Automated Tenants Background Checks

Automated Tenants Background Checks
Short Title Faulty Tenants Screening Companies Freeze-Out Renters
Location United States
Date May 2020

Solove Harm Exclusion, Distortion, Increased Accessibility, Aggregation
Information Identifying, Contact, History, Professional, Criminal, Public Life, Behavioral, Location
Threat Actors Landlords, Tenant screening companies

Individuals
Affected People applying for rent
High Risk Groups
Tangible Harms Lost Opportunity, Financial Cost

9 out of 10 landlords across the United States use background screening on the tenants. However, these checkups often are done in a very careless manner what might mean unfortunate and unfair results for a renter.

Description

The tenant screening industry is now valued at $1 billion. 90% of landlords in the United States say they run background checks on all applicants. However, renters dispute fewer than 1 percent of reports and it’s impossible to know the actual error rate because tenants may not always know the background screening is done. This is a clear example of Exclusion. The background check happens so fast that the prospective renter might not know why they were turned down.

According to some estimations, about 2000 companies offer a background screening service. Such development of the industry has happened thanks to the easy access to the troves of data. Tenant screeners don’t have to register with any government agency. Increased Accessibility.
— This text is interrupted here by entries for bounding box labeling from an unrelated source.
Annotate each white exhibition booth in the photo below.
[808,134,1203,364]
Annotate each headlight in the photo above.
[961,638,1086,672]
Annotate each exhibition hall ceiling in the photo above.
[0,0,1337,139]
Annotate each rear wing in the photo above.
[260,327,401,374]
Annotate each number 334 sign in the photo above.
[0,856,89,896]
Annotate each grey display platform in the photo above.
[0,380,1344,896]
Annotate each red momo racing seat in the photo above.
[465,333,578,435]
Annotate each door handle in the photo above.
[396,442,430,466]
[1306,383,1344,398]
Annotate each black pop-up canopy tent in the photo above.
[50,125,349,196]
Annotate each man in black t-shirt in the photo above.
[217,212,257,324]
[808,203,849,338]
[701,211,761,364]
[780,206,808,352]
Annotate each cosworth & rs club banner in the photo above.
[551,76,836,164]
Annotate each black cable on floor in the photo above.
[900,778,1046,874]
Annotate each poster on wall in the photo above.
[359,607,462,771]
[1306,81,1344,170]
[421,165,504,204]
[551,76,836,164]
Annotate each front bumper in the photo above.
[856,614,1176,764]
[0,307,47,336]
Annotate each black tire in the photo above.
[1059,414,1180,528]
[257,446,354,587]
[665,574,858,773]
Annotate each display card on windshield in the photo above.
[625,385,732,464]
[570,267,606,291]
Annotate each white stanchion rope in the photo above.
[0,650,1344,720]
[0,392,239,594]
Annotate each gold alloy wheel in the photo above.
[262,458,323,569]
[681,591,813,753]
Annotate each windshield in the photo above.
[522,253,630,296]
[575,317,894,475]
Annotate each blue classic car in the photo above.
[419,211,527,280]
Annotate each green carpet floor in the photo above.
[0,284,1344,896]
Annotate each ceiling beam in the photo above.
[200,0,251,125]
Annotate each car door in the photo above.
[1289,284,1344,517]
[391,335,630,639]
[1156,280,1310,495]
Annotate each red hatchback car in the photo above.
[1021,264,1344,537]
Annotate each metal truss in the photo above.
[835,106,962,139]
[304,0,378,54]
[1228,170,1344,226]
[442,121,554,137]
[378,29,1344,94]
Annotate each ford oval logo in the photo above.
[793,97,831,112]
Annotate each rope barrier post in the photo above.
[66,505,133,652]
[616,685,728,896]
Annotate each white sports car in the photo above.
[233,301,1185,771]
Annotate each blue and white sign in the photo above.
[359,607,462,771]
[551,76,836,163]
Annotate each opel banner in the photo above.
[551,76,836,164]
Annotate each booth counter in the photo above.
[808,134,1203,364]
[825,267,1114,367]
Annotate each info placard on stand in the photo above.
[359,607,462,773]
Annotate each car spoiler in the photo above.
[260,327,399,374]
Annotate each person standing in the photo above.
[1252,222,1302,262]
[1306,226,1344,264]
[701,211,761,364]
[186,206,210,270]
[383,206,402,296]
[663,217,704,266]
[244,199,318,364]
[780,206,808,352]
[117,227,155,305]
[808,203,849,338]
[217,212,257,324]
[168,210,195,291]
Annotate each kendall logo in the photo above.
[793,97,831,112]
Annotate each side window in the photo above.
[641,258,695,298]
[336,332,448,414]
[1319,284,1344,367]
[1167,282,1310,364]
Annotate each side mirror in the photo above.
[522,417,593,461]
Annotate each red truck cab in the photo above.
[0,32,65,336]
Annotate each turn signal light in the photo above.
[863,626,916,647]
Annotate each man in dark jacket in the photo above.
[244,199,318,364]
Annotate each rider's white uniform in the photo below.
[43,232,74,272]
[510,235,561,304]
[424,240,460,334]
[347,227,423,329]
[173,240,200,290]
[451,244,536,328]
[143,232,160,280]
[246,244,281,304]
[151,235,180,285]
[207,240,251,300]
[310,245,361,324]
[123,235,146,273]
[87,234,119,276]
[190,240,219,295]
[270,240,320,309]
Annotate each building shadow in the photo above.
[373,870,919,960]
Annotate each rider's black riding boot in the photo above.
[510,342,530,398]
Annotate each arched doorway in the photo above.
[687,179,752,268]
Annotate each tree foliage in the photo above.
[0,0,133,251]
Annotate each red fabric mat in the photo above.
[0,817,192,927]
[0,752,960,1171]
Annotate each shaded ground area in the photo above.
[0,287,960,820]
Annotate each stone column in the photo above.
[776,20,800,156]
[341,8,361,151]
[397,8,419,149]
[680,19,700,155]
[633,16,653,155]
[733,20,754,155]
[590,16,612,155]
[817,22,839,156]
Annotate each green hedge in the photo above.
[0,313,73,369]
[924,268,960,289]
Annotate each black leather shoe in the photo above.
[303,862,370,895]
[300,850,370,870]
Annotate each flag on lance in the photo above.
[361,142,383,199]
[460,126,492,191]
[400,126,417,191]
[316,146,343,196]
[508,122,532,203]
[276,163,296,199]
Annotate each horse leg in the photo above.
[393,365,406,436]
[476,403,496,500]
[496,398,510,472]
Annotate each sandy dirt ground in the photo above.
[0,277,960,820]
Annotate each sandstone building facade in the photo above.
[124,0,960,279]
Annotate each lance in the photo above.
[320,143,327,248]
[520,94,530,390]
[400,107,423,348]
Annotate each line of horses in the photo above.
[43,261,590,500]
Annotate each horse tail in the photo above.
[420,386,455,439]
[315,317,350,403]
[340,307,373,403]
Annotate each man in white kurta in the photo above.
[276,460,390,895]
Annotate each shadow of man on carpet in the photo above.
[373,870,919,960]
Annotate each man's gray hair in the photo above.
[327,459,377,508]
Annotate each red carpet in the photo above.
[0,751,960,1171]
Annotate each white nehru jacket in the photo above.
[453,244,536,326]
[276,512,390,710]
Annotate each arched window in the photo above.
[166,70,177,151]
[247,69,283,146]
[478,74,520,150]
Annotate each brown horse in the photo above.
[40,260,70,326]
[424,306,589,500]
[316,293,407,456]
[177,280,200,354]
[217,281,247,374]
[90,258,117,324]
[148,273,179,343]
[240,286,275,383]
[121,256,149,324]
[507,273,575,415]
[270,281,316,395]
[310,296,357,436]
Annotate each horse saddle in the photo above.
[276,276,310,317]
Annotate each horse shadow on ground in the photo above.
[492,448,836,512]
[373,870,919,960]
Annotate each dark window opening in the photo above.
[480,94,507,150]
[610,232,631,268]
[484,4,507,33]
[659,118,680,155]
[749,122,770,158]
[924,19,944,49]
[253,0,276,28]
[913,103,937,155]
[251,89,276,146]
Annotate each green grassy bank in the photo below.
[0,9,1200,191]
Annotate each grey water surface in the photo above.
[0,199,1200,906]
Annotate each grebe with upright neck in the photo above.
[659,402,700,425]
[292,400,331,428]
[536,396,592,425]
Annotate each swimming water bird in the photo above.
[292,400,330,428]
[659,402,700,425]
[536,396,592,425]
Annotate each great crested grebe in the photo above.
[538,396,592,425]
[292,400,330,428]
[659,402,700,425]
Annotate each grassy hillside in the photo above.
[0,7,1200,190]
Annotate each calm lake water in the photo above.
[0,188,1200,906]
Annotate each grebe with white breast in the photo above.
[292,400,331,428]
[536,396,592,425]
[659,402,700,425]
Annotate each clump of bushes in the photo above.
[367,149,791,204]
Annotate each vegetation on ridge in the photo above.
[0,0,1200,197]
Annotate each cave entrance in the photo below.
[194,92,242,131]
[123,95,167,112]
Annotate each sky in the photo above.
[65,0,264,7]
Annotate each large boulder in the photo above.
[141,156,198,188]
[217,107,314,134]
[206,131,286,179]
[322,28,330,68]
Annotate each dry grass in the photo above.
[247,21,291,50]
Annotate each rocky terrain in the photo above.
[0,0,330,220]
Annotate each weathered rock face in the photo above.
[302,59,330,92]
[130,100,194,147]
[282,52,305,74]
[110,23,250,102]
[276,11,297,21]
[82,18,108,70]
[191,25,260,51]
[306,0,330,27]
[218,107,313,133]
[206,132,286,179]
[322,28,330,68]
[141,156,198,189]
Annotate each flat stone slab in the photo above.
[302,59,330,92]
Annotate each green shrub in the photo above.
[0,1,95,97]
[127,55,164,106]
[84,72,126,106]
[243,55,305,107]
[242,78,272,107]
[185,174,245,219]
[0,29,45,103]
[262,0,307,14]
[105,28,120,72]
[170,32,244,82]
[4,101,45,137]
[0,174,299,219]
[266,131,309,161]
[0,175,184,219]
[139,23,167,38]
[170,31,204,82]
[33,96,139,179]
The screeners usually look for negative information from criminal databases, trying to combine as much data as possible Aggregation. There are known cases when the algorithm would look for information even in states where the individual who is being checked had never been, or pulling in records for people whose middle names, races, and dates of birth don’t match their own. Some algorithms create reports based on searches with partial names or incomplete dates of birth.

Such careless data aggregation leads to an especially alarming fact that such scanning algorithms often produce flawed tenant screening reports. People often have been wrongly labeled as a criminal by tenant screening companies. This can be seen as Distortion.